Fue bastante desafiante, primero en el aspecto artístico. Yo, como actriz, decía: “Ahora la gente va a estar atenta en todo momento, porque es una obra de larga duración, transcurre en un solo espacio y somos solo dos personajes”. Tenía muchas inseguridades sobre si el público iba a mantenerse atrapado, algo que, felizmente, se ha logrado de manera maravillosa. Después, creo que todo fluye. Cuando uno entiende qué está haciendo en escena junto a su compañero y ambos se sostienen mutuamente, todo empieza a fluir y el desarrollo de la obra avanza de forma natural.
—Como actriz, ¿qué herramientas descubriste o fortaleciste durante este montaje que sientes que marcarán tu carrera en futuros proyectos?

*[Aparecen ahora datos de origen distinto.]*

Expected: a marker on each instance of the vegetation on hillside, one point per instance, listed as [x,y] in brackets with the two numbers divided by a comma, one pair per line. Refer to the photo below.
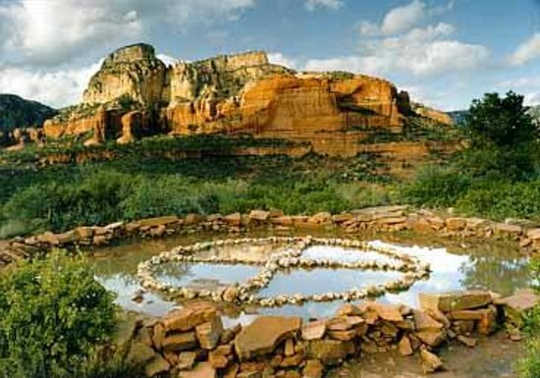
[497,176]
[529,367]
[53,316]
[16,112]
[60,197]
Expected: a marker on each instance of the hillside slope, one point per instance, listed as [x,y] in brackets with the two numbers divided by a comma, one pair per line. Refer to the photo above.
[16,112]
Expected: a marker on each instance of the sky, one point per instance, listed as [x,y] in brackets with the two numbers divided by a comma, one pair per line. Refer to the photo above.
[444,52]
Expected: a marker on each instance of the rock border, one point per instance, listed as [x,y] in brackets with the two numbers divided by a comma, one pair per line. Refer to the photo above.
[412,268]
[374,219]
[192,342]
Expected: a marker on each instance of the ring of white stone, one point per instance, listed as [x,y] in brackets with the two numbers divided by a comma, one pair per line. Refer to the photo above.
[245,293]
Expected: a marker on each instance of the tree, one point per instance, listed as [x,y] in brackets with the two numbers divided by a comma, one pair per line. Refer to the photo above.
[503,138]
[500,122]
[53,314]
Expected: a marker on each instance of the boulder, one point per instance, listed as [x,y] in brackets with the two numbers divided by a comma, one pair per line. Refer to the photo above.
[330,352]
[264,334]
[404,346]
[202,370]
[187,318]
[455,301]
[158,365]
[178,342]
[259,215]
[488,322]
[140,354]
[430,362]
[313,369]
[387,312]
[314,330]
[154,222]
[516,306]
[209,333]
[456,224]
[186,360]
[432,337]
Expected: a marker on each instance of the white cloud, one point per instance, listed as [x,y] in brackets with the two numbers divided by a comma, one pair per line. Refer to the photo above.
[167,59]
[403,18]
[57,88]
[528,50]
[426,51]
[532,99]
[282,60]
[332,4]
[52,31]
[520,83]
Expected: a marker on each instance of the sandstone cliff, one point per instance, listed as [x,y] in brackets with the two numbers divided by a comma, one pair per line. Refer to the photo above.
[240,93]
[433,114]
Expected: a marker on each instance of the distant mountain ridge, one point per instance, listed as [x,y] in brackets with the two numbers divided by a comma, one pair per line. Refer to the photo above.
[16,112]
[458,116]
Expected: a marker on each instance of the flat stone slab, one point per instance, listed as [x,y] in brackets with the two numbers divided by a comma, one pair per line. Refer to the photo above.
[264,334]
[522,300]
[516,306]
[161,221]
[455,301]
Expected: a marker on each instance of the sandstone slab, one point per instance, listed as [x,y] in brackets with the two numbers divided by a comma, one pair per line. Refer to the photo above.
[314,330]
[264,334]
[455,301]
[330,352]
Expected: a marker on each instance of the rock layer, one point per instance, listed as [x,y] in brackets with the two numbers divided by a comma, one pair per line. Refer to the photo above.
[241,93]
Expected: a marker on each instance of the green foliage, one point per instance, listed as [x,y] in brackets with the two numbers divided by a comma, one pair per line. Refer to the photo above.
[60,198]
[502,122]
[436,186]
[529,367]
[503,137]
[502,199]
[52,316]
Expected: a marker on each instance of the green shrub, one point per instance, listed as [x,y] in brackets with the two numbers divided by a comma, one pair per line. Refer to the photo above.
[52,316]
[499,200]
[435,187]
[167,195]
[503,137]
[529,367]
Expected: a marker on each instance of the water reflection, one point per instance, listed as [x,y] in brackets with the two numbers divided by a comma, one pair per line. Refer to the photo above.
[492,266]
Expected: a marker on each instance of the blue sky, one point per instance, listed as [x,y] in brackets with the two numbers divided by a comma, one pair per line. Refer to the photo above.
[445,52]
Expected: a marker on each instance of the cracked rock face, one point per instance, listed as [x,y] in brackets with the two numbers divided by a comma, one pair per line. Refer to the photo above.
[233,93]
[133,72]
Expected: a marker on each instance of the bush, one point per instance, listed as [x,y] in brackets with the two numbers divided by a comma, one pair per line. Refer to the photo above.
[529,367]
[499,200]
[52,316]
[503,137]
[435,187]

Qué linda pregunta. Creo que la sensibilidad. Tengo que concentrarme mucho antes de entrar a escena para estar un poco a flor de piel. Yo, como actriz y como persona, soy bastante racional y, a veces, me cuesta abrir mis emociones así nada más.
Creo que este personaje me ha dado, justamente, esa pequeña capacidad, esa facultad, de tratar de abrirme, ¿no? De mostrarme sin miedo a ser juzgada, ni por el equipo artístico, ni por el público, ni por nadie.

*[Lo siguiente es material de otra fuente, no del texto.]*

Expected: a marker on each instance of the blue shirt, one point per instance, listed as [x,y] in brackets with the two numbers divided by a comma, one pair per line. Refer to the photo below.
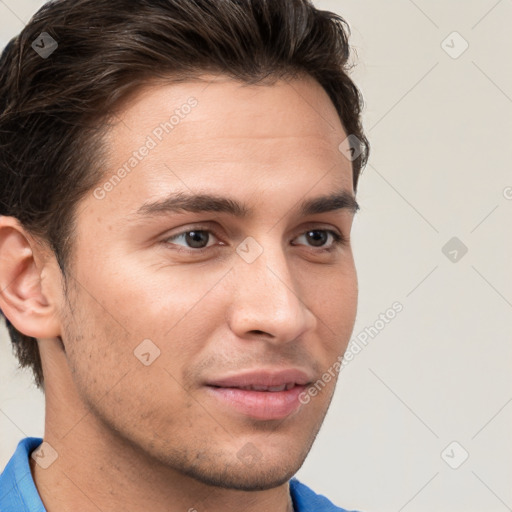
[18,492]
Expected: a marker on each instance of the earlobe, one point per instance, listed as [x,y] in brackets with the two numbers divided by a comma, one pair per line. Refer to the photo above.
[23,283]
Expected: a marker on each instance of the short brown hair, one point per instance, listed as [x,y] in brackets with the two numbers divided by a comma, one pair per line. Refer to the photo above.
[53,107]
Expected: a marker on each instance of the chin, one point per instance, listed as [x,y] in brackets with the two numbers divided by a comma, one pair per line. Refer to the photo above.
[244,478]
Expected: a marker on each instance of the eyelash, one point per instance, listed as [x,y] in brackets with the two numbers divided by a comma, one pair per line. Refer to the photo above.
[338,239]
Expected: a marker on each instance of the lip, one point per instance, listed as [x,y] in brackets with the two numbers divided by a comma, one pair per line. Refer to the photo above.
[261,405]
[262,378]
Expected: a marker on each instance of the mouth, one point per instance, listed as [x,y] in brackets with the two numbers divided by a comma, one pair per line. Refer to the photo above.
[261,395]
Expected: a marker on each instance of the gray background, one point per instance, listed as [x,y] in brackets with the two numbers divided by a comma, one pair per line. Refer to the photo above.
[440,124]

—Durante los ensayos, ¿hubo alguna escena o diálogo que te costó especialmente abordar porque removía emociones muy personales o difíciles de interpretar?
Todo. Sí, hubo un momento en particular que no sé si spoilear o no. Cuando agarro el tacho… Ya, solamente voy a decir eso. Me parecía como: “¿Por qué?”. O sea, para mí no tenía ni pies ni cabeza por qué estaba llegando a ese momento, ¿no? Pero después lo entendí mucho más y comprendí por qué llegaba hasta ahí.